The story of the 2016 election has often been told like this: 'Donald Trump secured victory by breaking through the big blue wall in Michigan, Pennsylvania and Wisconsin.' It's how you end up with all those stories about Trump voters in Midwest diners. Heading into 2020, there's still a lot of focus on those pivotal states.
But when you look at the electoral math, it's pretty clear that former Vice President Joe Biden would be wise to look beyond those states and make a heavy investment in Florida.
Florida was a very close state in 2016. Trump won it by just 1.2 points, which is not significantly wider than the margins he won Michigan (0.2 points), Pennsylvania (0.7 points) and Wisconsin (0.8 points). The next closest state (Arizona) featured a significantly larger Trump win (3.5 points). In fact, the presidential margin in Florida has been within 6 points in every election since 1992, including when Democrat Barack Obama won it in 2008 and 2012. No other state has been within that range for so long.
The polling in 2020 makes Florida look like it will be close again. Biden holds a three-point advantage in the Sunshine State in an average of nonpartisan probability polls that controls for pollster. That's closer than Wisconsin (one-point Biden lead), and the same as what we see as in Pennsylvania. Biden is up four points in Arizona and five points in Michigan. (North Carolina, another close Trump won state in 2016, gives Biden a one-point edge, but the high quality polling there has been limited.)
Without knowing anything else, Florida would seem like a good investment for Biden. If the polling is to be believed, it's at least as good as Pennsylvania and Wisconsin.
What makes Florida so enticing among these states is that it has 29 electoral votes. For Biden to win, he needs to pick up 38 electoral votes compared to Hillary Clinton. Florida gets him more than halfway there. Biden cannot win by merely picking up Arizona (11 electoral votes) and Michigan (16 electoral votes). Indeed, Biden almost certainly would need to win at least three of the other states, if he doesn't win Florida. Biden would only need to win two of five states (Florida plus one other) if he carries Florida.
More than that, Florida diversifies the types of states Biden would be competing hard in. When you want to give yourself as many electoral pathways as possible, you want states that are demographically and geographically diverse from each other. That way, if you underperform in one state, it doesn't mean you have in the others. Florida has more nonwhite voters than any of the other close states Trump won in 2016. And it's a southeastern state, unlike Arizona, Michigan, Pennsylvania or Wisconsin. There's really no other state like it.
Florida is the type of state where you'd expect Biden to outperform Clinton given the recent polling. It has the highest percentage of seniors in the country amongst its citizen voting age population. Right now, Biden actually leads Trump among those 65 years and older by nine points in an average of the five most recent probability national polls.

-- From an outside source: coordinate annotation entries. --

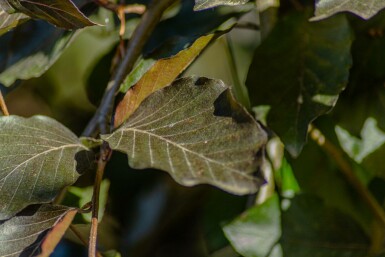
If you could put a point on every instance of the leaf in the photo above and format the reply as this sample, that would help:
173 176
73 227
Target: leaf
363 8
54 236
23 234
29 50
196 131
205 4
84 196
309 226
61 13
372 138
9 21
256 231
188 24
298 71
39 157
161 74
305 226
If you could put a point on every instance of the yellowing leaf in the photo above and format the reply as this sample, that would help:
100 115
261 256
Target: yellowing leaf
197 132
161 74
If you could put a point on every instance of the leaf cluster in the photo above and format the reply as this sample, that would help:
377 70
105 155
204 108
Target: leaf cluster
315 75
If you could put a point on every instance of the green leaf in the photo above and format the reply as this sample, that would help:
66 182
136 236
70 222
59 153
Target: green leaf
9 21
39 157
61 13
299 71
256 231
160 74
205 4
29 50
196 131
363 8
309 226
24 234
372 138
304 227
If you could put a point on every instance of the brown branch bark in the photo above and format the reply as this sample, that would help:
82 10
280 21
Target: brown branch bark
134 49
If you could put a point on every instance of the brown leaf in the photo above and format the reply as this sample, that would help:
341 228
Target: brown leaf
161 74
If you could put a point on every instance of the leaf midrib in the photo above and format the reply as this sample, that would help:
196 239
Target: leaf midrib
39 154
185 150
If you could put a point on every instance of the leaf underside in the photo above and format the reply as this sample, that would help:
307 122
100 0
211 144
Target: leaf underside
23 234
162 73
61 13
310 68
205 4
38 157
365 9
197 132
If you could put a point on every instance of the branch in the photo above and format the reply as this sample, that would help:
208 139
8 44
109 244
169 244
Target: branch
347 170
134 49
3 106
105 154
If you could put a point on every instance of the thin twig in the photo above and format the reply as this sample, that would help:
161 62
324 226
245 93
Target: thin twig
3 106
81 238
347 170
134 49
240 90
105 153
247 25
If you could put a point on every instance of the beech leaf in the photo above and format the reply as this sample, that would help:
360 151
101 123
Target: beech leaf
363 8
25 234
161 74
38 157
299 71
205 4
197 132
61 13
30 49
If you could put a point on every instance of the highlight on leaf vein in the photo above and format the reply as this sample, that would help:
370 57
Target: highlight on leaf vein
196 131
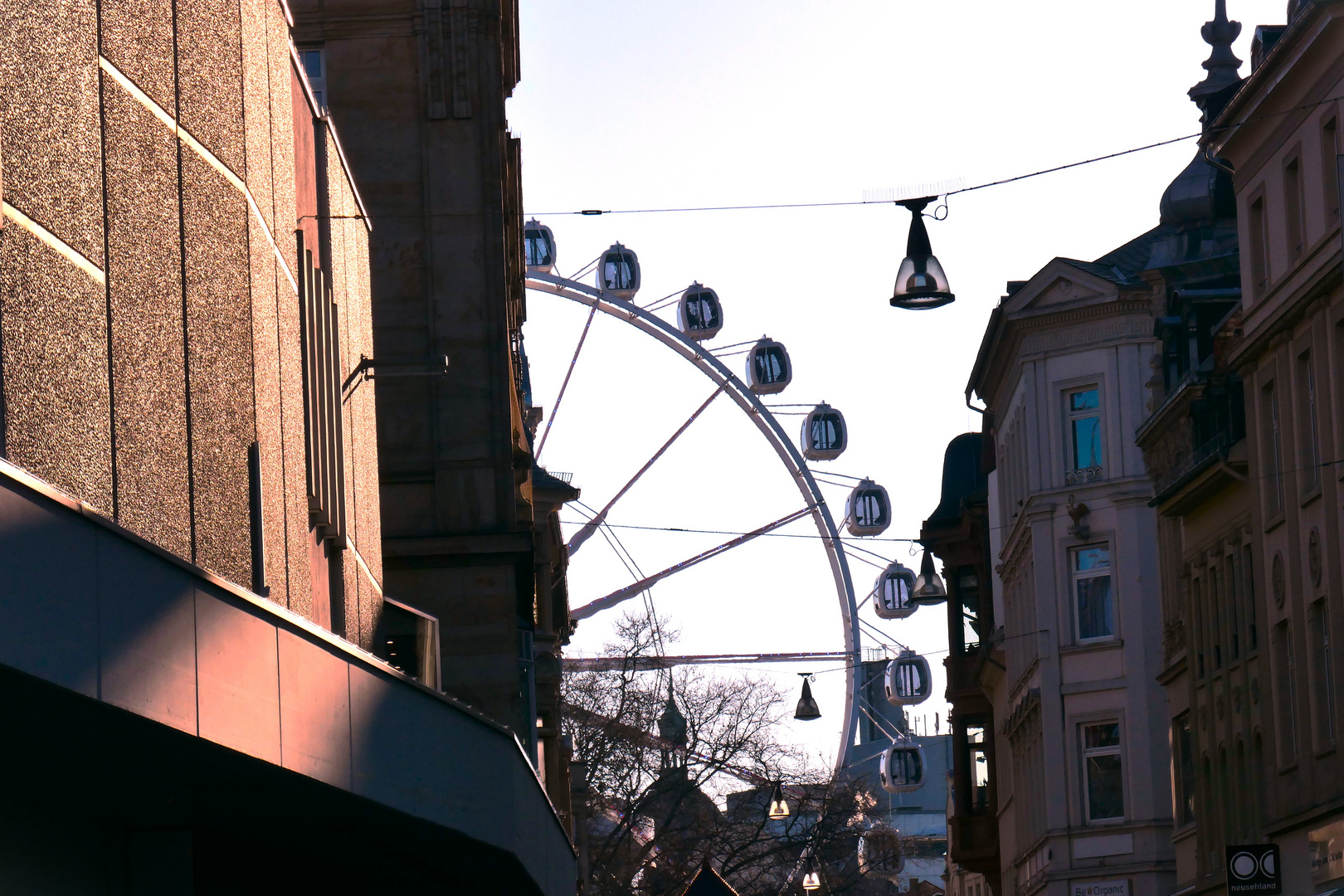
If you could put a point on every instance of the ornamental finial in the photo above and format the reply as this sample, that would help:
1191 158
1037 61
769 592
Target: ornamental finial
1222 65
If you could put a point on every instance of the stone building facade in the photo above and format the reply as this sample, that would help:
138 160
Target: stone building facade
420 88
1079 718
1278 134
156 363
191 590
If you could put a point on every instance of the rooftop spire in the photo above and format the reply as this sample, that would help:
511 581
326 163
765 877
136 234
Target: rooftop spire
1222 65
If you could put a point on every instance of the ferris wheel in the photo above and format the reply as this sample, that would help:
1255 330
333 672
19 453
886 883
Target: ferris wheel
824 436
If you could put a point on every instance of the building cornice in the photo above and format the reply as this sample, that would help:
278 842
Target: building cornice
1300 35
1030 336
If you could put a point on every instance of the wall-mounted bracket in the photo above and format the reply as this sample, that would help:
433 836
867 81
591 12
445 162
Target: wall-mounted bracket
364 370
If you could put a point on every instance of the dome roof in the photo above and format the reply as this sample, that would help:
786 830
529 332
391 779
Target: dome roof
1200 195
672 723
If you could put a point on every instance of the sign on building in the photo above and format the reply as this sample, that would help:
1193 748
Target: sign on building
1103 889
1327 845
1254 869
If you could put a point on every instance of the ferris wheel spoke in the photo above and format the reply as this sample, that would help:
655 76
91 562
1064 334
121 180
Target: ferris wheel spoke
632 590
587 533
574 360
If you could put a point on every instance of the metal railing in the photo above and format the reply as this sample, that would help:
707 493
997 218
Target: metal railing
1196 460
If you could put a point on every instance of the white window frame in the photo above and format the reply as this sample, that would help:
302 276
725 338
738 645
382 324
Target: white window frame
1088 752
1077 575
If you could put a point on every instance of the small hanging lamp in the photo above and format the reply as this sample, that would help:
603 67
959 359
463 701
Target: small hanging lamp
919 282
929 587
808 709
778 806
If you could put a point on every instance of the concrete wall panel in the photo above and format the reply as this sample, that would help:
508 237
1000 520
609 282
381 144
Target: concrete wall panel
60 558
56 418
265 281
138 37
314 711
288 327
49 119
392 724
238 670
147 620
480 648
210 77
219 353
256 106
144 280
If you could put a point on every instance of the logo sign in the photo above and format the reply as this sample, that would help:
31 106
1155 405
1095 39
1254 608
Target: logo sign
1254 869
1327 845
1103 889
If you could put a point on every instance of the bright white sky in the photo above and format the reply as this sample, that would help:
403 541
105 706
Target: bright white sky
724 102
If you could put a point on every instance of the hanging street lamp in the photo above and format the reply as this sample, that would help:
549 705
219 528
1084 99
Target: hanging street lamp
929 587
808 709
778 807
919 282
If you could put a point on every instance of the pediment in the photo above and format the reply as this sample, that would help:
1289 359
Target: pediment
1060 284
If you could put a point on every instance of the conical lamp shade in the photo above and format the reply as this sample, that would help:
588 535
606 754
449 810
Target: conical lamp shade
929 587
919 281
808 709
778 807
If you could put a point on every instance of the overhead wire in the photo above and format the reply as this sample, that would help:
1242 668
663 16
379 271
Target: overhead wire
951 192
763 535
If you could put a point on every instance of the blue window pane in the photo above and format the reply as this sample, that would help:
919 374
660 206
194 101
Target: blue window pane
1083 401
1086 442
1103 735
1096 558
1094 607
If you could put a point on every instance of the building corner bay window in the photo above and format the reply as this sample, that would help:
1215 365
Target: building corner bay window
771 364
1103 770
977 763
1085 429
1093 592
1183 768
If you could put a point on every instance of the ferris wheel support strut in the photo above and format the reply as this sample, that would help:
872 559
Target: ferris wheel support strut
555 409
773 433
590 527
593 607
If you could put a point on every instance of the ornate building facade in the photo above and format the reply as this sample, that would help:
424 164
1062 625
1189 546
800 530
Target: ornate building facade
470 533
207 687
1278 134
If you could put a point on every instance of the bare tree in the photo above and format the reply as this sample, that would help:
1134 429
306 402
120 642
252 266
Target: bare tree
674 789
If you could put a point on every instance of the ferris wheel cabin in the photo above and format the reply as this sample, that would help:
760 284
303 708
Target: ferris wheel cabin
619 271
824 434
769 370
902 768
699 314
539 247
869 509
891 592
908 680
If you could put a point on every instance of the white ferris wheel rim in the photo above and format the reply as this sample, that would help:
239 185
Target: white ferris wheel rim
750 403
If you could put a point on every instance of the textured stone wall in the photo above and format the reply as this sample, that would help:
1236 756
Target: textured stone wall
149 329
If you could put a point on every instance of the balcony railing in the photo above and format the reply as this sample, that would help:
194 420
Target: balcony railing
1079 477
1198 460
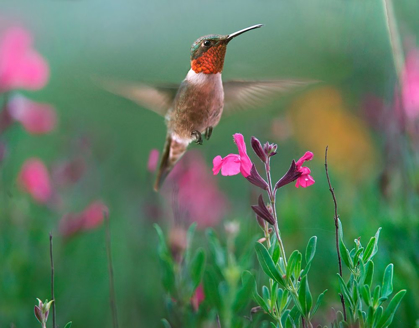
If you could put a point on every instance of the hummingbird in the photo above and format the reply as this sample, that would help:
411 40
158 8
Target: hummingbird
193 108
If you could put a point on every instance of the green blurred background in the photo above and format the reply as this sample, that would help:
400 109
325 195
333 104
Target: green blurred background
344 44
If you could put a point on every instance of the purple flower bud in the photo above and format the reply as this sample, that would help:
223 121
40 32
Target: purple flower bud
262 211
257 148
256 179
270 149
292 175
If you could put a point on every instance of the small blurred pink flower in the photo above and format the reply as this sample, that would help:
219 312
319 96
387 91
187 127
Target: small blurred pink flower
305 180
34 179
153 160
234 164
410 84
198 297
21 67
90 218
206 207
36 118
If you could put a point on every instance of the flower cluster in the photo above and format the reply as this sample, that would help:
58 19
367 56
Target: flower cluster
234 164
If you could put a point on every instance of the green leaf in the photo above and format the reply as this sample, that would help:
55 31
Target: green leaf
197 266
369 273
387 286
166 323
216 249
376 295
292 265
345 292
189 238
311 249
356 256
377 315
211 290
162 246
318 303
276 254
267 264
304 297
388 315
368 250
245 292
365 294
375 249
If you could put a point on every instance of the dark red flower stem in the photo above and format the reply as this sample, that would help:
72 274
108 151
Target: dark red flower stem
52 280
272 198
336 217
112 298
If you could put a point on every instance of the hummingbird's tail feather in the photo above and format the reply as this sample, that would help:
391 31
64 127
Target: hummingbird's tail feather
173 151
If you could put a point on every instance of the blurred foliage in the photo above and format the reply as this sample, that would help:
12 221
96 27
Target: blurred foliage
342 43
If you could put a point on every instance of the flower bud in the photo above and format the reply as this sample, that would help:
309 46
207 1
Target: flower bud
257 148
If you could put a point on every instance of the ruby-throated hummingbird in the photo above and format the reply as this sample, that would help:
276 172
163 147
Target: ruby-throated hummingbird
194 108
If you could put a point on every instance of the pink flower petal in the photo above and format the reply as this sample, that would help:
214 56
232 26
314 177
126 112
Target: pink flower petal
304 181
230 165
36 118
34 179
21 67
308 156
217 162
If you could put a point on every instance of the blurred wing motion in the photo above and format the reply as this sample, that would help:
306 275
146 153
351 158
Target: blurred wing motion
157 98
238 95
241 95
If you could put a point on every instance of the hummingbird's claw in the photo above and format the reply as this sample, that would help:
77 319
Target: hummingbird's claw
198 137
208 132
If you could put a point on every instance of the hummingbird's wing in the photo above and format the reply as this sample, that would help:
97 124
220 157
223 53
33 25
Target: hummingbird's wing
241 95
157 98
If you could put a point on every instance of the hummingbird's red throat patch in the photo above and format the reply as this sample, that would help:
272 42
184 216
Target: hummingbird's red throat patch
211 61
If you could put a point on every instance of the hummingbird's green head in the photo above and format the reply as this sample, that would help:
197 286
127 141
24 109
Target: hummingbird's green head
208 52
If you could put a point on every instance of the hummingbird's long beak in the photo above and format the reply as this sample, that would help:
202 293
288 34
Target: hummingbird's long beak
233 35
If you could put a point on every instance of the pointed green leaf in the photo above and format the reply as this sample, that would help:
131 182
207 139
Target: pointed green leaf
311 249
245 292
387 287
345 292
294 262
166 323
197 266
388 315
211 290
365 294
368 250
189 238
267 264
369 273
318 303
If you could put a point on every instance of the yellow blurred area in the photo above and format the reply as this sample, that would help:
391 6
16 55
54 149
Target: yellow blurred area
319 118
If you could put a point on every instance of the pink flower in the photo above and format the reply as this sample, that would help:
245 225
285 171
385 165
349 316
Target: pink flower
305 179
90 218
410 84
206 207
34 179
153 160
234 164
198 297
36 118
21 67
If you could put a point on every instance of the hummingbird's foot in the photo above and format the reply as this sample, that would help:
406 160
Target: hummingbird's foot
198 137
208 132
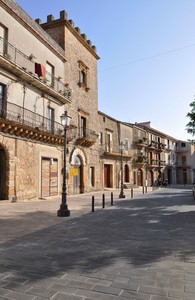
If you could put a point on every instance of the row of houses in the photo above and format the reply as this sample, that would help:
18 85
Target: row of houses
47 69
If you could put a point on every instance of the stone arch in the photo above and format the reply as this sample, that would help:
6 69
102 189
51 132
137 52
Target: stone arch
140 177
77 152
4 172
126 173
78 160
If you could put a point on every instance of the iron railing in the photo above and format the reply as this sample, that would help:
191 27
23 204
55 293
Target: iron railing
27 64
85 133
23 116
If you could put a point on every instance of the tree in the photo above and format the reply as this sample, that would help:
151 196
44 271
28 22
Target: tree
190 127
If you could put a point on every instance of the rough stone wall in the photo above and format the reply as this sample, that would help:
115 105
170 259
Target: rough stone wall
83 102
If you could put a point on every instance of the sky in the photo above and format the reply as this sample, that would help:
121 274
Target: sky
146 70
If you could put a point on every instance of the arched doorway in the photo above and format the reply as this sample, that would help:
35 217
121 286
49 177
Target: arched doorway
78 183
3 195
139 177
150 178
126 179
78 161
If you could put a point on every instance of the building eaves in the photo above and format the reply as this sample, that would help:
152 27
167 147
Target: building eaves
13 8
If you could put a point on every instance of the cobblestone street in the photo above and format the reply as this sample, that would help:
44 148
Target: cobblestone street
141 248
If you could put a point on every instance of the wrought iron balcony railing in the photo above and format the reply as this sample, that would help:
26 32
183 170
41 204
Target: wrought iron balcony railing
24 117
34 69
86 137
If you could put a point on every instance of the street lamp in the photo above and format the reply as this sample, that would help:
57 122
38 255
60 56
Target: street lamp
64 211
121 147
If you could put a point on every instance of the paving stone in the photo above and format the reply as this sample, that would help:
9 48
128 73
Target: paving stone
153 290
41 292
135 295
182 295
60 296
107 290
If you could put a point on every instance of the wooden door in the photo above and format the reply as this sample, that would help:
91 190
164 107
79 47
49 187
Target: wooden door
107 182
49 177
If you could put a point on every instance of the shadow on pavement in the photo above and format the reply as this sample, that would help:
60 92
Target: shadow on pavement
139 232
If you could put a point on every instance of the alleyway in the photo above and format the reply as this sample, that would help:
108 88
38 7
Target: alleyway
141 248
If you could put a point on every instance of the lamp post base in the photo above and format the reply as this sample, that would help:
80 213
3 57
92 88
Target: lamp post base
63 211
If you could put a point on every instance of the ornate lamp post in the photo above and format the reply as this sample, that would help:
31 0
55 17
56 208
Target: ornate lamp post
121 147
64 211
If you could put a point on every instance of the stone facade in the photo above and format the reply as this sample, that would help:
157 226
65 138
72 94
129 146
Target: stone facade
37 87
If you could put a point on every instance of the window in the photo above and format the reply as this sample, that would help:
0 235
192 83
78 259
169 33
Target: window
3 39
50 126
83 71
50 74
92 176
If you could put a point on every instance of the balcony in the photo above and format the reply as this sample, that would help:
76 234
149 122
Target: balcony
154 163
26 69
155 146
86 137
140 143
18 121
113 151
140 161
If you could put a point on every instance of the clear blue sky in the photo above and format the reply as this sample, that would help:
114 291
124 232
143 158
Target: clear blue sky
147 50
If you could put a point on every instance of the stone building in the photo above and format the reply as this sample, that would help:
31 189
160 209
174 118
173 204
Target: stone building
46 69
40 78
81 75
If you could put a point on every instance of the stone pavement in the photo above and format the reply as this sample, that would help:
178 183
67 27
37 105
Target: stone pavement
138 249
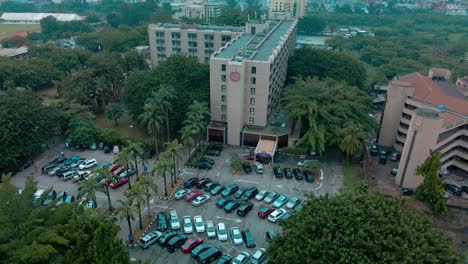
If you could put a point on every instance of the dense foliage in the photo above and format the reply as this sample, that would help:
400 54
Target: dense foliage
360 228
327 64
26 125
46 234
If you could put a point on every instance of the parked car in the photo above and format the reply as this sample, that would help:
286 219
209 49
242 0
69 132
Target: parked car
149 239
265 211
271 197
248 238
180 194
244 209
288 173
201 199
190 244
162 221
190 182
293 202
275 215
236 236
249 193
188 227
230 190
246 167
280 201
199 224
210 229
174 219
222 232
231 206
192 195
261 195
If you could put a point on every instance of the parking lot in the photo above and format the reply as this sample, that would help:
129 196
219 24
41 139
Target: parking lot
222 173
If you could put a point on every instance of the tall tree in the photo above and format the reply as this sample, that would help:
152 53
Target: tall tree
432 191
359 227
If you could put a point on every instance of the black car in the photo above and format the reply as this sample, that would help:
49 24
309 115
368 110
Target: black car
249 193
175 243
298 174
248 238
222 202
231 189
190 182
453 189
162 222
238 194
288 173
25 165
244 209
231 206
209 186
247 168
201 183
309 176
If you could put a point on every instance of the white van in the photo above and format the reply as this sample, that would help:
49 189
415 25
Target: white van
258 168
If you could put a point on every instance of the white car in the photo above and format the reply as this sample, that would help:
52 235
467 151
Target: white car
199 224
88 164
222 232
236 236
275 215
188 227
261 195
210 229
242 258
174 219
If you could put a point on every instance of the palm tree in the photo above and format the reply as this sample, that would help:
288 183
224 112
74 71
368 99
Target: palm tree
352 137
136 150
127 210
136 194
162 166
106 177
148 186
152 119
164 96
174 147
126 158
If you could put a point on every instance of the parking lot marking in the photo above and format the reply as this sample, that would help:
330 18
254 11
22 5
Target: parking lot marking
247 181
230 219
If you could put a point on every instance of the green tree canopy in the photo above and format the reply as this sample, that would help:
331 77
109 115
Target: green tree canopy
360 228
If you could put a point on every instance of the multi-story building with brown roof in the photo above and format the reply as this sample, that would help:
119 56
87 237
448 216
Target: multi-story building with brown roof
424 113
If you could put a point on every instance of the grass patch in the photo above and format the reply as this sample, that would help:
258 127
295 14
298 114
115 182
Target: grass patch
7 29
353 177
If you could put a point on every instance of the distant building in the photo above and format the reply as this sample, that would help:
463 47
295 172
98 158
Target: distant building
287 9
198 41
246 81
422 114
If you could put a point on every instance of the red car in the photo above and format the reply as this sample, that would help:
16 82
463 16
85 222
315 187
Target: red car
114 167
265 211
191 244
119 183
192 195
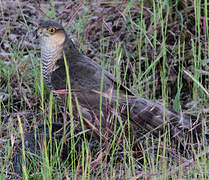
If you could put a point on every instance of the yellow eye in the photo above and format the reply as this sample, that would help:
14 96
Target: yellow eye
52 30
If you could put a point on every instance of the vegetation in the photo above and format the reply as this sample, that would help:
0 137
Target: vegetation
157 48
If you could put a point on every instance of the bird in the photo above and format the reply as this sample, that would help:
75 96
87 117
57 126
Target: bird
96 92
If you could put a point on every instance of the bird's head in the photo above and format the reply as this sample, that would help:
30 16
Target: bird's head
51 33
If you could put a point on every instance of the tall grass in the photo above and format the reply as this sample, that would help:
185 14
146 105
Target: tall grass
117 159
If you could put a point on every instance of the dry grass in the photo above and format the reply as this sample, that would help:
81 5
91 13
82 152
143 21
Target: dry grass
158 45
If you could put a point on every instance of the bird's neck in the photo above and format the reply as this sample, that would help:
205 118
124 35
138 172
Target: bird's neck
49 56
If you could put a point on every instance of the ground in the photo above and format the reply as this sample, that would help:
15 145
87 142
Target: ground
160 50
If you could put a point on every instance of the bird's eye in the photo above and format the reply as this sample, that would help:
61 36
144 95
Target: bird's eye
52 30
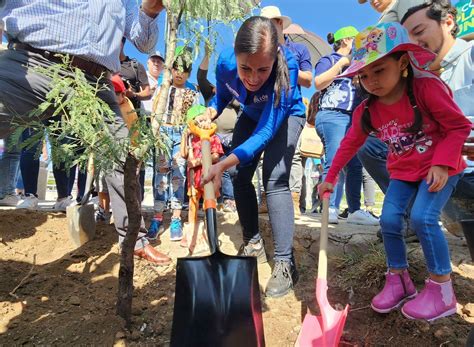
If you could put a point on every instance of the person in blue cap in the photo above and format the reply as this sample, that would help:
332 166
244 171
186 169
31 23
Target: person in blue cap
262 75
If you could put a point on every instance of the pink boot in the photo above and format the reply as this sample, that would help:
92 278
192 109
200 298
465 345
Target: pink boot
398 288
436 300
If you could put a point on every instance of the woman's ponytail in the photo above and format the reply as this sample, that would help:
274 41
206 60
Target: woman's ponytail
282 79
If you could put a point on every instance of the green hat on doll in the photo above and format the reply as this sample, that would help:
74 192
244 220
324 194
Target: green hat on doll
194 111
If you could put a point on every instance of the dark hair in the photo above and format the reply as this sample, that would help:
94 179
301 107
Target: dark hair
183 62
438 10
258 33
365 120
335 44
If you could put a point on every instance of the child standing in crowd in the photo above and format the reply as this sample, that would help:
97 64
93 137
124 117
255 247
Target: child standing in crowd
191 151
339 97
171 167
414 113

Now, there is a cautionary tale in the 2018 midterms. In Florida, Democrats lost the Senate and governor's race. They won at least one of those in all the other four close states. Moreover, Democrats only won the statewide cumulative House vote by a point, which is more than five points worse than they did nationally.
According to an analysis by the New York Times' Nate Cohn, however, the southern swing state voters who didn't cast a ballot in 2018 were much more friendly to Democrats than those in the northern swing states. In the sunbelt, a large portion were nonwhite. In the north, the clear plurality were whites without a college degree.
With presidential year turnout, Biden's likely going to be very competitive in Florida. If he wins there, it'll be awfully tough for Trump to beat him nationally.